The Whiskey Exchange Look At New Rum Classifications

Rum may seem like a vast sea that is increasingly hard to navigate but one liquor retailer is looking at flavour to try to clarify the confusion.

By: Tiff Christie|May 16,2019

While it has not yet reached the status of ‘the new Gin’ as commonly predicted, Rum is increasing in popularity, both as a sipping spirit and in cocktails. But with the demand, has come a certain amount of confusion. No matter how refined, aged, spiced or valuable Rum has become, for most consumers it is the middle child of spirits – perplexing and misunderstood.

Spirits retailer The Whiskey Exchange is looking to change that with a new classification system that has been devised over the past year by Dawn Davies MW, the company’s head of buying. Importantly, this new system is looking to bring the concepts of flavour into the Rum vernacular.

“We know the consumer, and the trade to some extent is crying out for more education on the different styles of rum,” Davies said.


Classification confusion

Most of the mystery that surrounds the spirit is due to a lack of decent classification. Sure, classification by things like colour already exists but other than explaining what you can already see, this is not a system to gives you much of an idea of taste or flavour. This, of course, is not surprising when you consider White Rum can be aged, then filtered clear, while Gold Rum can be barrel-aged or artificially dyed.

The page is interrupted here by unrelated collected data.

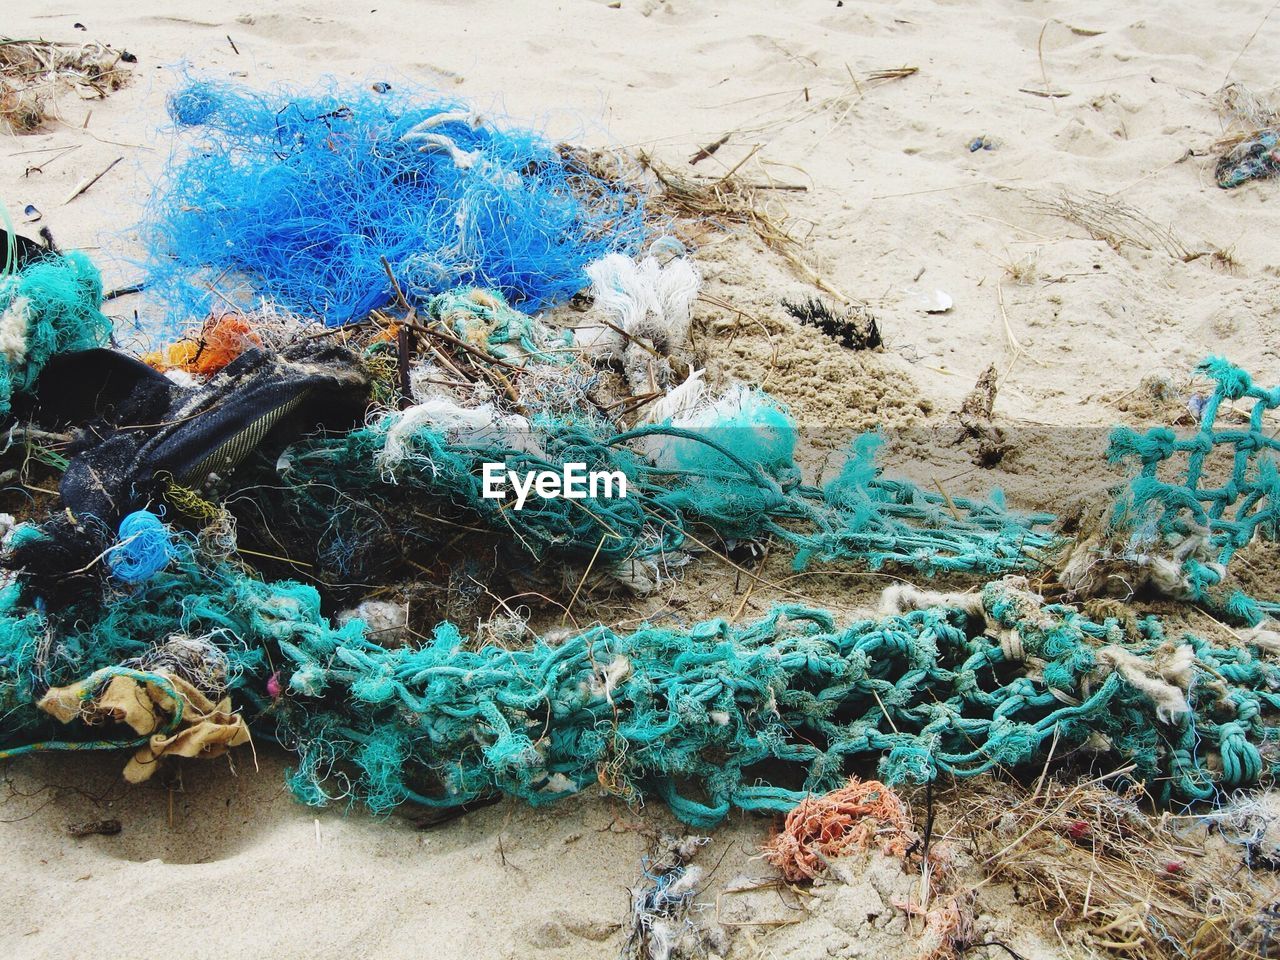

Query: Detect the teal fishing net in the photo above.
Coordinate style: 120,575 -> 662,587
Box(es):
1108,357 -> 1279,623
275,404 -> 1057,586
2,352 -> 1279,824
3,562 -> 1278,825
0,583 -> 45,733
0,251 -> 111,416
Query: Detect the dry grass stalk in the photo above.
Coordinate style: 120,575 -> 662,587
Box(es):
1031,190 -> 1195,261
1210,245 -> 1242,272
1212,81 -> 1280,153
638,151 -> 857,304
559,69 -> 921,307
1000,250 -> 1042,285
0,37 -> 131,133
723,65 -> 918,142
935,777 -> 1280,960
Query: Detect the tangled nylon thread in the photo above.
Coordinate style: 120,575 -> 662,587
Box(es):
142,313 -> 262,377
143,78 -> 647,327
106,510 -> 175,584
763,777 -> 915,882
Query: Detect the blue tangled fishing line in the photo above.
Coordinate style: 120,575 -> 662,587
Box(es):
106,510 -> 175,584
142,77 -> 648,327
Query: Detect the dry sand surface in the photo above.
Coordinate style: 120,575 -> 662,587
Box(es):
3,1 -> 1280,958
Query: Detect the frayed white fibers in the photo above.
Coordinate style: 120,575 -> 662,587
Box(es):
667,383 -> 752,431
1096,643 -> 1195,723
586,253 -> 645,342
1239,623 -> 1280,653
878,583 -> 985,617
879,583 -> 1031,659
379,397 -> 537,471
642,369 -> 707,426
407,361 -> 442,404
583,251 -> 700,360
648,256 -> 700,346
587,654 -> 633,699
0,296 -> 30,365
643,384 -> 794,474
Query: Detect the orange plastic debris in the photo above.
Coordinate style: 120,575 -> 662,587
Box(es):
762,777 -> 915,882
143,313 -> 262,376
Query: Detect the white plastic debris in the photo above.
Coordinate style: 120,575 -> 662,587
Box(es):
923,289 -> 953,313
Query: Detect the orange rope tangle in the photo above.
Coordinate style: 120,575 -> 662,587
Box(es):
143,313 -> 261,376
762,777 -> 915,882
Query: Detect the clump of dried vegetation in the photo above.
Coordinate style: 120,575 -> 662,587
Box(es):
637,150 -> 858,304
563,65 -> 919,312
1213,81 -> 1280,154
559,141 -> 865,317
1030,189 -> 1193,260
0,37 -> 132,133
780,295 -> 882,350
934,776 -> 1280,959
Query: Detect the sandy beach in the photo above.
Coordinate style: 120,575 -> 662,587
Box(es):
3,2 -> 1280,958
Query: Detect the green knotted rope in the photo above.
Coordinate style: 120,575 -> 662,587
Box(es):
1109,356 -> 1279,623
3,561 -> 1277,824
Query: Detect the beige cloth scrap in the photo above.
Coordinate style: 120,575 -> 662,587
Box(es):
37,669 -> 251,782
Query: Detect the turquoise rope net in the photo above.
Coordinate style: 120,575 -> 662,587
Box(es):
3,560 -> 1277,824
1109,357 -> 1280,623
1,338 -> 1278,825
277,411 -> 1058,583
0,251 -> 111,417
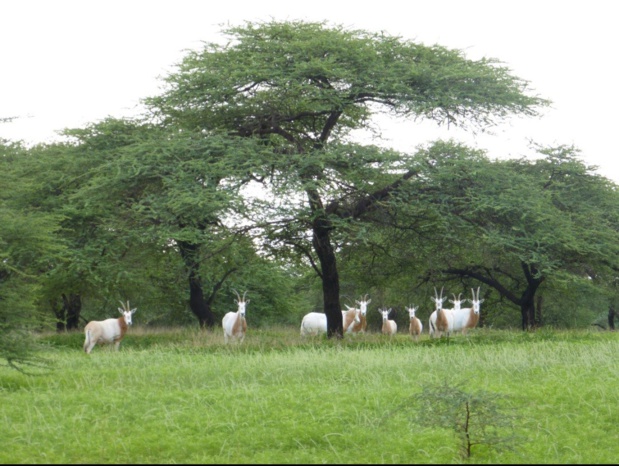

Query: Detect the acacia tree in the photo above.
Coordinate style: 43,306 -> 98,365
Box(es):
16,140 -> 109,331
145,20 -> 547,337
61,118 -> 274,328
401,142 -> 619,330
5,118 -> 301,330
7,122 -> 176,331
0,139 -> 64,369
336,142 -> 619,330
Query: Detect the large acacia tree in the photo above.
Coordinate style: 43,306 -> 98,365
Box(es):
356,141 -> 619,330
9,121 -> 192,332
60,118 -> 274,329
145,20 -> 548,337
441,144 -> 619,330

“Confusion abounds when Wray & Nephew white rum tastes nothing like Veritas white rum,” says Davies. “We need to help consumers understand rum and flavour better.

Even country of origin classification doesn’t give you as much idea as you might hope. The old colonial system is not only severely outdated but the groupings of English, French and Spanish styles—a reference to the countries that conquered the various rum-producing islands – don’t mean as much in terms of production style as they used to.

For example, the traditional ‘English’ style usually means a Rum that has been distilled from molasses in a pot still. But many of the old English colonies are now making rum not only on a pot still, but they are also creating a variety of column blends.

To try and sort through all this confusion and help consumers better understand the category, spirits retailer, The Whisky Exchange, and wholesale business, Speciality Drinks, have joined forces to design a new classification system for rum.

With more than 500 rums listed on The Whisky Exchange website and within the Speciality Drinks stable, the new categories focus on flavour profiles and production methods, rather than the traditional colours of white, gold and dark.

The Gargano system

The new Whiskey Exchange system has been inspired by classification systems previously outlined by Rum professionals Luca Gargano (from Italian distributor Velier) with the assistance of Richard Seale (master distiller at Foursquare Distillery in Barbados). Their system is modelled on the Scotch whisky schema of single malts versus blends.

Like Scotch, the Gargano framework is based on the production method. For example, it identifies rum made in a pot still from molasses at a single distillery as “pure single rum.” “Single blended” is a blend of pot- and column-distilled rum from a single distillery.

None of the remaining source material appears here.